直接调用 B 站 player API 拿字幕，绕过 yt-dlp。

流程：
1. 从 URL 提 BV id（已有 utils.url_parser.extract_video_id）
2. GET /x/web-interface/view?bvid=BVxxx → 拿 cid
3. GET /x/player/wbi/v2?bvid=...&cid=... → 返回 data.subtitle.subtitles[]
   每条带 subtitle_url（B 站后端已经签好 auth_key 的完整地址）
4. 按优先级（人工 zh-CN > AI zh-CN > 任意 zh > 任意非空）选一条
5. fetch subtitle_url → JSON {body:[{from,to,content,...}]}
6. 解析为 TranscriptResult

AI 字幕需要登录态 cookie（SESSDATA）；通过 CookieConfigManager 注入。
"""

from typing import List, Optional

import requests

from app.models.transcriber_model import TranscriptResult, TranscriptSegment
from app.services.cookie_manager import CookieConfigManager
from app.utils.logger import get_logger
from app.utils.url_parser import extract_video_id

logger = get_logger(__name__)

UA = (
    "Mozilla/5.0 (Macintosh; Intel Mac OS X 10_15_7) "
    "AppleWebKit/537.36 (KHTML, like Gecko) Chrome/124.0.0.0 Safari/537.36"
)


class BilibiliSubtitleFetcher:
    """通过 B 站官方 API 直拉字幕。

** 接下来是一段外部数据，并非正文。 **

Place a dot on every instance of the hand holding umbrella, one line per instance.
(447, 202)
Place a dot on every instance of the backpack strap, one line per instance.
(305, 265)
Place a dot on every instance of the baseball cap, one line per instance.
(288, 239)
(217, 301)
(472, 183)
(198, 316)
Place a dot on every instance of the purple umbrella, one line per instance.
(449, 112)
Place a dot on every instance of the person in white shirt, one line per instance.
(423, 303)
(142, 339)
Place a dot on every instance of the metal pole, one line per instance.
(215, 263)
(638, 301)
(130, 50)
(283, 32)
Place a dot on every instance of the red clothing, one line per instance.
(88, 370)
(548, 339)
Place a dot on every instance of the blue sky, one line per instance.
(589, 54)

"""

    def __init__(self):
        self._cookie = CookieConfigManager().get("bilibili") or ""

    def _headers(self) -> dict:
        h = {
            "User-Agent": UA,
            "Referer": "https://www.bilibili.com",
        }
        if self._cookie:
            h["Cookie"] = self._cookie
        return h

    def _get_cid(self, bvid: str) -> Optional[int]:
        url = "https://api.bilibili.com/x/web-interface/view"
        try:
            resp = requests.get(url, params={"bvid": bvid}, headers=self._headers(), timeout=10)
            data = resp.json()
        except Exception as e:
            logger.warning(f"获取 cid 失败: {e}")
            return None
        if data.get("code") != 0:
            logger.warning(f"view API 返回错误: code={data.get('code')}, msg={data.get('message')}")
            return None
        cid = data.get("data", {}).get("cid")
        return int(cid) if cid else None

    def _list_subtitles(self, bvid: str, cid: int) -> List[dict]:
        url = "https://api.bilibili.com/x/player/wbi/v2"
        try:
            resp = requests.get(url, params={"bvid": bvid, "cid": cid}, headers=self._headers(), timeout=10)
            data = resp.json()
        except Exception as e:
            logger.warning(f"获取字幕列表失败: {e}")
            return []
        if data.get("code") != 0:
            logger.warning(f"player API 返回错误: code={data.get('code')}, msg={data.get('message')}")
            return []
        subtitles = data.get("data", {}).get("subtitle", {}).get("subtitles", [])
        return subtitles or []

    def _pick(self, subtitles: List[dict]) -> Optional[dict]:
        """优先级：人工中文 > AI 中文 > 任意中文 > 任意非空。"""
        if not subtitles:
            return None

        def is_zh(s: dict) -> bool:
            lan = (s.get("lan") or "").lower()
            return lan.startswith("zh") or lan == "ai-zh"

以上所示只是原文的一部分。